I want my life to be perfect - I don't want to have troubles; I don't want to have bad things happen; I don't want to have to face difficulties. But, the truth of the matter is: that is life. That's how it is. And I don't see it miraculously changing in the future.

However, in view of this, there is something I can change. I can change how I react to things. I can change how I view my present circumstances. I can choose to look at them with doom and gloom, or I can choose to listen for the word of God- His still, guiding voice in the mist of my turmoil. I can choose to believe that there is nothing too great in my life that He and I cannot get through together.

So, how do I begin to do this? I began by finding a quiet place where I can be alone with Him. A place away from the calamities and craziness of my life; a place where I can quiet my mind and be alone with Him. Sometimes this quiet place is in my closet. I simply turn on the closet light, shut the door, and sit with my back against the door, relishing the peace and quiet. Other times I sit outside on our patio- I prefer the time early in the morning, just when the sun is rising, the birds are singing, and there is a light dew on the grass. Other times, when I am not as fortunate to be able to choose one of my select locations, I will give myself a time out. No matter where I am, I sit down, calm my mind, and relax by breathing in and out- in and out- I keep doing this until I feel a calm come over me.

Mediation is more than just relaxing.

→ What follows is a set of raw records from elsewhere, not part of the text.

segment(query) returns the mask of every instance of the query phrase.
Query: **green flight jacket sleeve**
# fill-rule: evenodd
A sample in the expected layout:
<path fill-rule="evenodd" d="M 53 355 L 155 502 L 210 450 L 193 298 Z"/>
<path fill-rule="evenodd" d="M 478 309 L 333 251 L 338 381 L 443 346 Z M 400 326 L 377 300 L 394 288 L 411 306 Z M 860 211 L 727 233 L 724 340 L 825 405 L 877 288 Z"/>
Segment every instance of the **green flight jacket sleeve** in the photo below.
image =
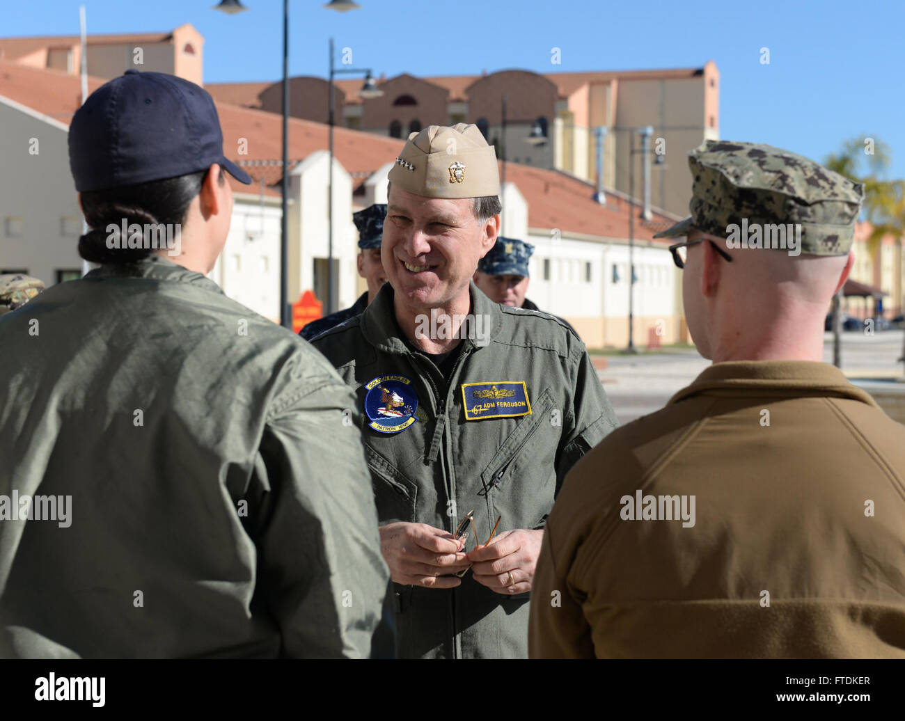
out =
<path fill-rule="evenodd" d="M 304 394 L 275 400 L 255 460 L 259 583 L 281 655 L 367 658 L 389 572 L 355 400 L 335 375 L 308 375 Z"/>
<path fill-rule="evenodd" d="M 577 336 L 572 339 L 574 345 L 569 353 L 569 365 L 575 395 L 565 419 L 570 432 L 564 433 L 565 442 L 557 460 L 557 496 L 572 466 L 619 426 L 585 344 L 577 339 Z"/>

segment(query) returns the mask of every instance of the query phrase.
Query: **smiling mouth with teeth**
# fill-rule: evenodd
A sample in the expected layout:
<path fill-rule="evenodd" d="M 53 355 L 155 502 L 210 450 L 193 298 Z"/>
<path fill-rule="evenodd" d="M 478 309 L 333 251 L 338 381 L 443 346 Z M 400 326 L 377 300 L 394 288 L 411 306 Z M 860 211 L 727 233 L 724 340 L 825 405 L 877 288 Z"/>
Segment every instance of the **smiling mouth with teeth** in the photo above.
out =
<path fill-rule="evenodd" d="M 432 268 L 436 268 L 435 265 L 412 265 L 411 263 L 406 263 L 403 261 L 403 265 L 405 266 L 406 270 L 410 270 L 413 273 L 420 273 L 424 270 L 430 270 Z"/>

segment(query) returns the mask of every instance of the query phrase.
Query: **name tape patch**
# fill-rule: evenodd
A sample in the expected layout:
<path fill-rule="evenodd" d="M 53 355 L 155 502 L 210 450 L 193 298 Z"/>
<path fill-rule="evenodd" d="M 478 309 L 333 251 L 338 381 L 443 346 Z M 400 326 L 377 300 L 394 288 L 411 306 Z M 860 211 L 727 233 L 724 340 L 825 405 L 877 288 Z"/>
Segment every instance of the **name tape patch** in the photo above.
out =
<path fill-rule="evenodd" d="M 529 415 L 531 403 L 524 381 L 463 383 L 462 401 L 466 421 Z"/>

It is giving yourself permission to let go of cares and worries and focus on filling your mind and body with the never-ending, unconditional love of our Creator. Sometimes it is not an easy task. I often find my minding drifting into morbid reflection of what I had done, or I become sad or troubled over things I have not yet done. God does not want this for us. What He wants for us is "To be still, and know I am God" (taken from Psalms).

Too many times we are too busy in our lives being parents, teachers, lawyers, doctors, farmers, wives, husbands, sisters, brothers, etc.; that we forget that we need to be still, just for a moment, and allow God to direct what our next step will be.